BUSINESSWEEK ONLINE: SEPTEMBER 18, 2000 ISSUE

 

Motherboards Get a Second Childhood

Your Commodore 64 may be obsolete, but many of the materials used to make it aren't. As much as 95% of the parts and materials in junked PCs could be recovered and recycled. But only a small fraction of discarded PCs get rescued before being buried in landfills. The waste is huge and growing: 20 million computers were trashed by Americans in 1998, and that number could triple by 2005.

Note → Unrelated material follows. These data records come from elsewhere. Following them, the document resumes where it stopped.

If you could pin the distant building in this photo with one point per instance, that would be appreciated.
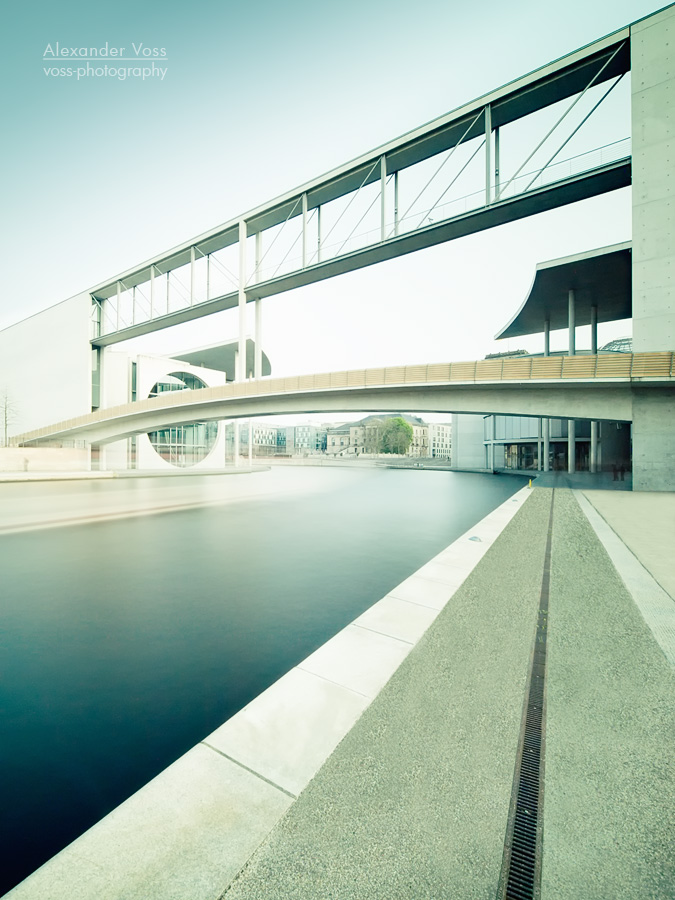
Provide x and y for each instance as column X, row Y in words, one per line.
column 309, row 438
column 338, row 439
column 440, row 440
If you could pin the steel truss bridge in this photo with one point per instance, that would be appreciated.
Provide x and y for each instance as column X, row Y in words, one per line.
column 442, row 181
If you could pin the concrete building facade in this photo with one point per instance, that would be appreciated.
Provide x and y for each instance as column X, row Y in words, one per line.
column 59, row 365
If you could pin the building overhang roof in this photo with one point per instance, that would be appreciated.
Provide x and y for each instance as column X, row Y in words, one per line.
column 220, row 357
column 600, row 278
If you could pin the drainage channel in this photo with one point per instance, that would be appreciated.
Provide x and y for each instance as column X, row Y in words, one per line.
column 520, row 877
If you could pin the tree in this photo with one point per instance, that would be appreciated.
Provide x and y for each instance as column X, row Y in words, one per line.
column 8, row 413
column 396, row 436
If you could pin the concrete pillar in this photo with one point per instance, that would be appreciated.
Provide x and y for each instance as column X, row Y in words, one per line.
column 653, row 191
column 654, row 439
column 593, row 461
column 546, row 422
column 594, row 330
column 241, row 368
column 571, row 446
column 257, row 369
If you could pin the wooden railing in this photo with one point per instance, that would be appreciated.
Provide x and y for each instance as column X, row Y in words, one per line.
column 606, row 367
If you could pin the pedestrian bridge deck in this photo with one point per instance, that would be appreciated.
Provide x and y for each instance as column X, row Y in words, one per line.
column 359, row 389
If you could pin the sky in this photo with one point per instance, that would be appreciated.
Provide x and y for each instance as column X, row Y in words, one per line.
column 249, row 101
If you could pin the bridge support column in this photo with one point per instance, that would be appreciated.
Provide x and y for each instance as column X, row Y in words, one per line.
column 593, row 461
column 654, row 440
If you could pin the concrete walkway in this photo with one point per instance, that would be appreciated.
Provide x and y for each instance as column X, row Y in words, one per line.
column 382, row 766
column 414, row 801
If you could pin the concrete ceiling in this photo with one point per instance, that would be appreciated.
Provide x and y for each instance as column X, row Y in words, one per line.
column 600, row 278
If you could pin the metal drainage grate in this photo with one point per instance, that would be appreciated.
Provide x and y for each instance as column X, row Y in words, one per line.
column 521, row 866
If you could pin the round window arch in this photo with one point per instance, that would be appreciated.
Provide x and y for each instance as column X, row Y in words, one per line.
column 182, row 445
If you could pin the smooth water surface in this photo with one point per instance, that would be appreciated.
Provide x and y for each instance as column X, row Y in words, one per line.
column 124, row 642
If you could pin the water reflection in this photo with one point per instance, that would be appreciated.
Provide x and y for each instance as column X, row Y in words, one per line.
column 125, row 642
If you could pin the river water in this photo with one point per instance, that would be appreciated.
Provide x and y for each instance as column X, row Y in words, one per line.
column 125, row 641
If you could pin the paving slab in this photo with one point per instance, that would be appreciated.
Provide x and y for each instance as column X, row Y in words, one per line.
column 414, row 801
column 192, row 827
column 287, row 732
column 609, row 801
column 645, row 522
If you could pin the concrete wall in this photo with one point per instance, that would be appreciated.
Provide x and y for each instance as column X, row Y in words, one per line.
column 654, row 440
column 653, row 150
column 45, row 365
column 468, row 449
column 44, row 459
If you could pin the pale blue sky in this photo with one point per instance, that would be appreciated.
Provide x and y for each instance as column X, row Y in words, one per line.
column 258, row 98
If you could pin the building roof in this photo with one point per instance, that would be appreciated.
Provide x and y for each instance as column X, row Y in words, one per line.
column 600, row 278
column 221, row 358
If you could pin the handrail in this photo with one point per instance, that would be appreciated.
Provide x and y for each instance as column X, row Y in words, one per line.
column 608, row 367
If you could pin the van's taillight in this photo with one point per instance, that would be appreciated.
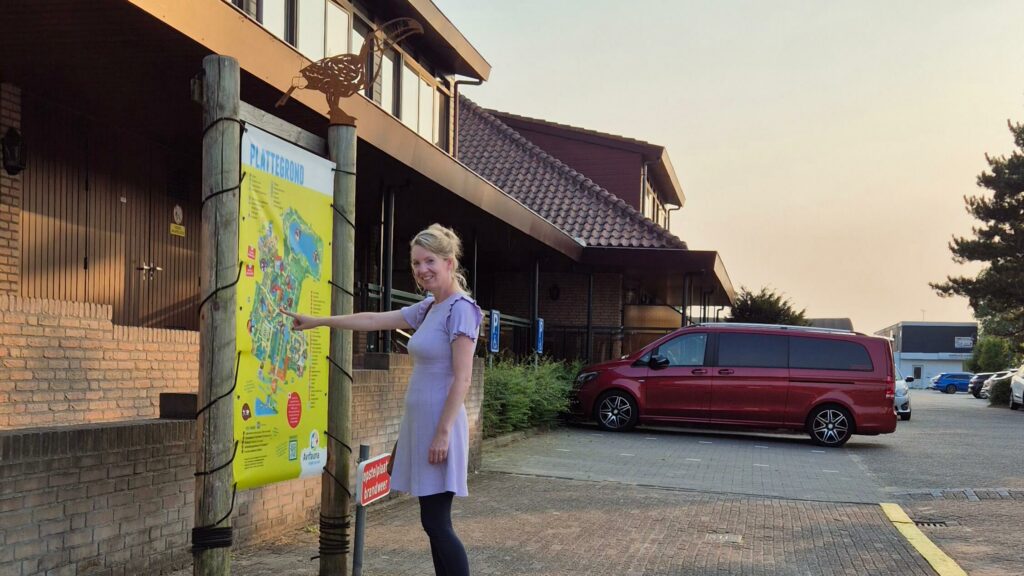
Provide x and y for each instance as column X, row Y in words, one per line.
column 890, row 376
column 891, row 381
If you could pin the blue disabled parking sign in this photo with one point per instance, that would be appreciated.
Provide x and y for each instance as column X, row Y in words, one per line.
column 540, row 335
column 496, row 330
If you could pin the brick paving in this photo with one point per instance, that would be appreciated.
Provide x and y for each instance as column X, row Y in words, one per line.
column 523, row 525
column 770, row 465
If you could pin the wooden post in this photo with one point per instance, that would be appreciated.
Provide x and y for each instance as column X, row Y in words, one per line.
column 336, row 499
column 219, row 259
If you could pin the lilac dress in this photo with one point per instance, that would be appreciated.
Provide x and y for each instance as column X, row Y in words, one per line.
column 432, row 375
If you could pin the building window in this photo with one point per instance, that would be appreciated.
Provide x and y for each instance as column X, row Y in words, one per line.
column 337, row 31
column 410, row 96
column 442, row 106
column 274, row 15
column 310, row 33
column 389, row 81
column 360, row 31
column 425, row 126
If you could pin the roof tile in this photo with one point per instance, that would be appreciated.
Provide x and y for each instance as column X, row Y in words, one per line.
column 567, row 199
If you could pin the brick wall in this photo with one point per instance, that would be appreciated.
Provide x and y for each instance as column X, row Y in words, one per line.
column 107, row 499
column 66, row 363
column 570, row 307
column 118, row 498
column 10, row 198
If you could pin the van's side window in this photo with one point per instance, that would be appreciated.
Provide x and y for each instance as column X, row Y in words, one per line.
column 737, row 350
column 687, row 350
column 824, row 354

The main reason recyclers don't target computers more aggressively is that many of the parts are attached to circuit boards with epoxy adhesives that are well-nigh indestructible. But a new formulation could soon make it much easier to mine the gold in high-tech waste. Researchers at Cornell University and the State University of New York at Binghamton have developed a new epoxy that essentially dissolves in an industrial solvent at 190 degrees C. Dubbed Alpha-Terp, the new substance should make it simple to detach parts without damage after a computer is turned off for the last time. ''The only other way to break an epoxy's grip is to smash it with a hammer, and that's kind of tough on those delicate components,'' says John Jir-Shyr Chen, a Cornell graduate student in materials science. He delivered a report on the new fail-on-demand adhesive at the late-August meeting of the American Chemical Society.